Clockwork Orange

A Clockwork Orange

Directed by Stanley Kubrick
U.K., U.S | 1971 | Narrative
136 minutes | English

Cinema St. Louis continues its year-long Golden Anniversaries series during SLIFF by featuring a half-dozen 1971 films on their 50 anniversary. Set in a dystopian England of the near-future, Stanley Kubrick’s once-controversial but now-classic adaptation of Anthony Burgess’ black-comic novel “A Clockwork Orange” follows the destructive trail of psychopathic delinquent Alex (Malcolm McDowell) and his faithful “droogs” as they gleefully engage in more than “a bit of the old ultraviolence.” Eventually brought to heel by the law, Alex receives the option of reducing his time in prison by participating in a government program designed to solve society’s crime problems.
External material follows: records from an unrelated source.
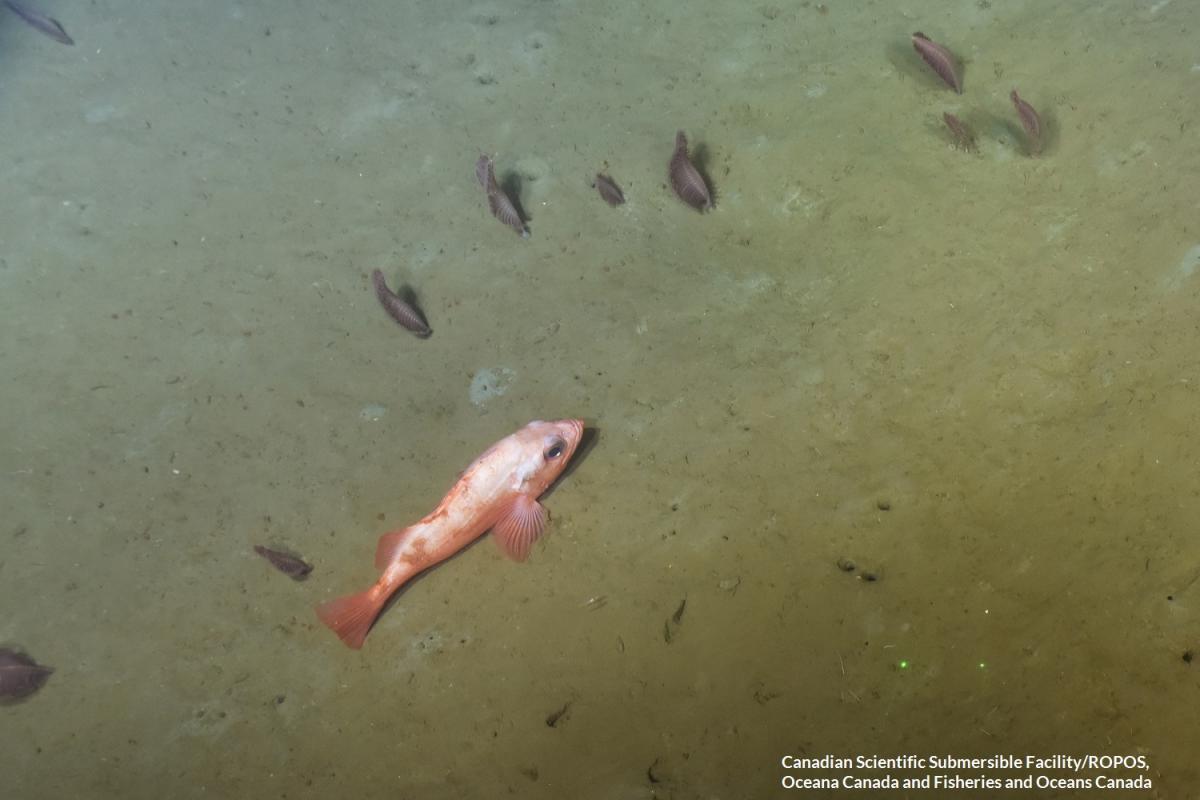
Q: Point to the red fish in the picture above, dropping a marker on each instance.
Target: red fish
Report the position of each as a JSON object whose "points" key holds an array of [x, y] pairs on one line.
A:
{"points": [[498, 492]]}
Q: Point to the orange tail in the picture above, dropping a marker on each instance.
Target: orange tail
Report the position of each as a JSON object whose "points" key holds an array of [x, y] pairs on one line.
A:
{"points": [[352, 617]]}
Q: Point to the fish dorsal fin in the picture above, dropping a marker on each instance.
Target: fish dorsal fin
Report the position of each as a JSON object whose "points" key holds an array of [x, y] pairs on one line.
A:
{"points": [[519, 527]]}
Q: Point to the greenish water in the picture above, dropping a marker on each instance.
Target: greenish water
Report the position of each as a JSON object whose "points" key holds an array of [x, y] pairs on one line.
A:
{"points": [[973, 376]]}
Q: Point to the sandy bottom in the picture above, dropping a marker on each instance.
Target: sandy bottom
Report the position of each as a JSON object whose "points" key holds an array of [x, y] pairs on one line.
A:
{"points": [[911, 431]]}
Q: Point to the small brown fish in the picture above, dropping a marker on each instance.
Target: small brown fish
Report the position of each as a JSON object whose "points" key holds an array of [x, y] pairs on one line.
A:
{"points": [[609, 190], [289, 565], [19, 675], [399, 308], [1030, 121], [36, 19], [501, 204], [940, 60], [685, 179]]}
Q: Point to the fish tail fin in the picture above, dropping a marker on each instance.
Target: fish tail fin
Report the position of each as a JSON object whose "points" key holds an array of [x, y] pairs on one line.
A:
{"points": [[351, 617]]}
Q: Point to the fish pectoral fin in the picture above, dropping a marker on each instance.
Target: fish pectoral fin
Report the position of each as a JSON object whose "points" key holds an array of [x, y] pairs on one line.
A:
{"points": [[519, 527]]}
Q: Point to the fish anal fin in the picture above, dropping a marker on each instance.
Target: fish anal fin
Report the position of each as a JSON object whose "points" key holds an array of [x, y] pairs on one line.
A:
{"points": [[389, 547]]}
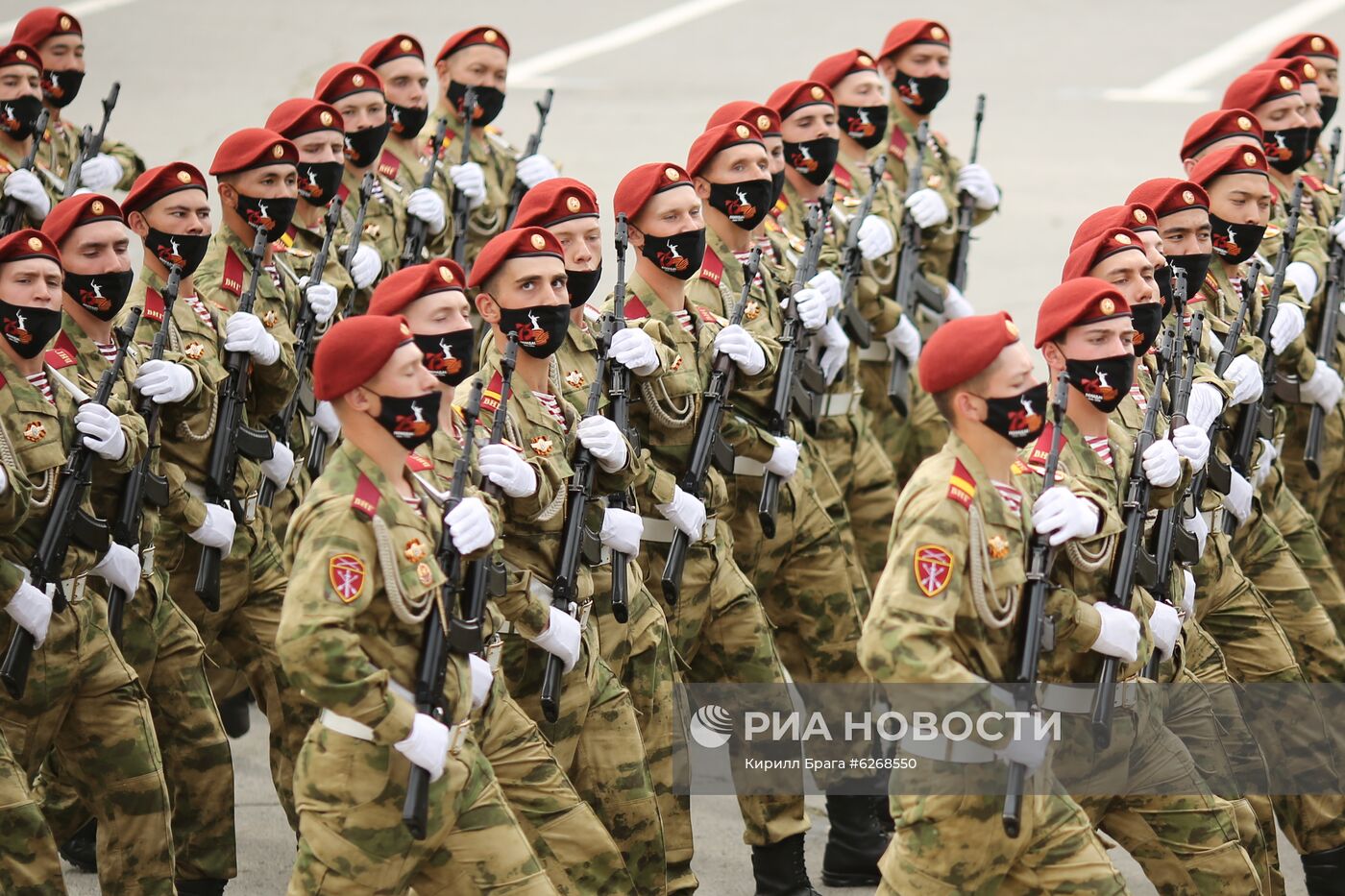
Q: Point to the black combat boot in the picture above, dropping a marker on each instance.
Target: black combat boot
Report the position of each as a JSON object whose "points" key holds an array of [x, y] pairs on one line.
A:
{"points": [[780, 869], [854, 844]]}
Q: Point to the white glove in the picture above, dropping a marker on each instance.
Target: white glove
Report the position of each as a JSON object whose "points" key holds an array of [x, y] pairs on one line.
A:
{"points": [[246, 332], [784, 459], [737, 343], [120, 567], [470, 525], [164, 381], [24, 186], [1192, 443], [31, 611], [534, 170], [813, 308], [1165, 627], [101, 173], [829, 285], [1288, 323], [1322, 388], [427, 745], [622, 530], [471, 182], [326, 419], [604, 442], [1204, 405], [506, 469], [562, 638], [876, 237], [685, 512], [1062, 514], [1119, 634], [218, 529], [927, 207], [982, 187], [1239, 498], [1162, 465], [365, 267], [836, 349], [634, 350], [428, 206], [1246, 376], [101, 430], [280, 465]]}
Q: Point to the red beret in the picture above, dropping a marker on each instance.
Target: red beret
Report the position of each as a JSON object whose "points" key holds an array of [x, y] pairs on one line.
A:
{"points": [[1228, 160], [1091, 252], [1213, 127], [962, 349], [389, 49], [915, 31], [1307, 44], [253, 148], [353, 352], [1169, 195], [406, 285], [470, 37], [76, 211], [796, 94], [1078, 302], [642, 183], [766, 118], [299, 116], [833, 70], [717, 138], [1133, 215], [520, 242], [159, 182], [29, 244], [555, 201], [42, 23]]}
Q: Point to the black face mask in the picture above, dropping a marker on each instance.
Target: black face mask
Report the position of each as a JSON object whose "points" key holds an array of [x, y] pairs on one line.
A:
{"points": [[362, 147], [1147, 321], [271, 214], [1103, 382], [410, 422], [581, 284], [29, 329], [1235, 242], [490, 101], [319, 181], [19, 116], [101, 295], [920, 94], [448, 355], [813, 159], [1018, 417], [864, 124], [744, 204], [406, 121], [184, 251], [678, 255], [1287, 150], [541, 328], [61, 87]]}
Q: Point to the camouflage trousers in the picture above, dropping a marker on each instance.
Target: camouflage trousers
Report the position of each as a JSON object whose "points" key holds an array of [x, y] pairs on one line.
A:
{"points": [[575, 851], [85, 705], [252, 588], [161, 644], [352, 838], [721, 634]]}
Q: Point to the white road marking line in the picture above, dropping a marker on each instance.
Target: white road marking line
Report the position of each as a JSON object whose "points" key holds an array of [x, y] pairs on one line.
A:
{"points": [[527, 71], [1183, 84]]}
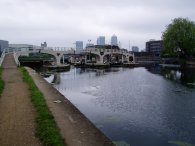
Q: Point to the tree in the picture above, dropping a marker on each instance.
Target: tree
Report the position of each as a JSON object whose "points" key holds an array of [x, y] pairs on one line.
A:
{"points": [[179, 38]]}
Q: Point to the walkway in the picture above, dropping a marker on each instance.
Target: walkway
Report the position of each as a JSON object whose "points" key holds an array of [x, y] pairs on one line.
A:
{"points": [[76, 129], [17, 115]]}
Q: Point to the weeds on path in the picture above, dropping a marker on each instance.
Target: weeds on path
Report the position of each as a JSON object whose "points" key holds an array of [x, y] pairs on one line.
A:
{"points": [[46, 128]]}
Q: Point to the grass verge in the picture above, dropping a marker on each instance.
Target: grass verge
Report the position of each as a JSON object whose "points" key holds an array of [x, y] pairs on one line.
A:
{"points": [[1, 81], [46, 128]]}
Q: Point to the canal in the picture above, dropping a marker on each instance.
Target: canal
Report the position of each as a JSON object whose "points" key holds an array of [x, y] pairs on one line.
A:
{"points": [[151, 106]]}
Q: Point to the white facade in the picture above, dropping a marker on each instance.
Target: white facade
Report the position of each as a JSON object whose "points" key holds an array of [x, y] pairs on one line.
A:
{"points": [[3, 45], [79, 45], [89, 45], [135, 49], [114, 40], [101, 40]]}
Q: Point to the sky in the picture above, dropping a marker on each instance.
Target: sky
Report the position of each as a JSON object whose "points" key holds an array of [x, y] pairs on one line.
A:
{"points": [[63, 22]]}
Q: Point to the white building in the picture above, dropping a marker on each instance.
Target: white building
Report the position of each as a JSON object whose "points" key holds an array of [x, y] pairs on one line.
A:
{"points": [[114, 40], [101, 40], [3, 45], [79, 45], [135, 49], [89, 45]]}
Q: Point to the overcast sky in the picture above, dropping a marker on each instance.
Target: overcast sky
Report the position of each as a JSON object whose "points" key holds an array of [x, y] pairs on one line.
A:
{"points": [[62, 22]]}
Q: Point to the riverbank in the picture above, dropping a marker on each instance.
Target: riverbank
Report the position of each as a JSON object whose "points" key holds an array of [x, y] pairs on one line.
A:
{"points": [[46, 128], [76, 129], [17, 120]]}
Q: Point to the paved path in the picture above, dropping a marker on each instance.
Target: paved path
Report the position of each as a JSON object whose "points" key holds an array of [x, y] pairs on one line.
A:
{"points": [[76, 129], [17, 115]]}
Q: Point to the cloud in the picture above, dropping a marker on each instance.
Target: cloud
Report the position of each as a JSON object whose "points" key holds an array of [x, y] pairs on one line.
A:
{"points": [[61, 22]]}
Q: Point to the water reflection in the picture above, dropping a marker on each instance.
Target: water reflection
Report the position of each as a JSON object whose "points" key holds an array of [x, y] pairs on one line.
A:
{"points": [[135, 106], [185, 76]]}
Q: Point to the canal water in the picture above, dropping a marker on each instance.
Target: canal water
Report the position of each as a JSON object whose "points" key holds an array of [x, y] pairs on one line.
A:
{"points": [[151, 106]]}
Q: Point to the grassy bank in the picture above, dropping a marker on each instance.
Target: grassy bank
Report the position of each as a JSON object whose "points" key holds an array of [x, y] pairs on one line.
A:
{"points": [[1, 81], [46, 129]]}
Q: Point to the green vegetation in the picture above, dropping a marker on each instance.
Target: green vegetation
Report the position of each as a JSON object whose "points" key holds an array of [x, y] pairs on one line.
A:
{"points": [[1, 81], [179, 39], [46, 128]]}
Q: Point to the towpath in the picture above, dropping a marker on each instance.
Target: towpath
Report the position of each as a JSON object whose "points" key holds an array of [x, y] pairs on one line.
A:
{"points": [[17, 114]]}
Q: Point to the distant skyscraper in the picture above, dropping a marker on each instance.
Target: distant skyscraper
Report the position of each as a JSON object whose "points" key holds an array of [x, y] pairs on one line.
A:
{"points": [[79, 45], [3, 45], [135, 49], [44, 45], [101, 40], [114, 40], [154, 46]]}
Subjected to the Ludovico Technique — a behavior-modification experiment intended to curb his destructive impulses — Alex ends up becoming utterly powerless to deal with the violence that surrounds him. Richard Schickel in Time writes: “‘A Clockwork Orange’ is a merciless, demoniac satire in the future imperfect. It posits a world somehow gone berserk, in which there are no real alternatives, only degrees of madness. Kubrick makes the whole thing (as he did in ‘Dr. Strangelove’) chillingly and often hilariously believable. Alex, so contemptuously in control, soon becomes a victim of his own lunatic society.”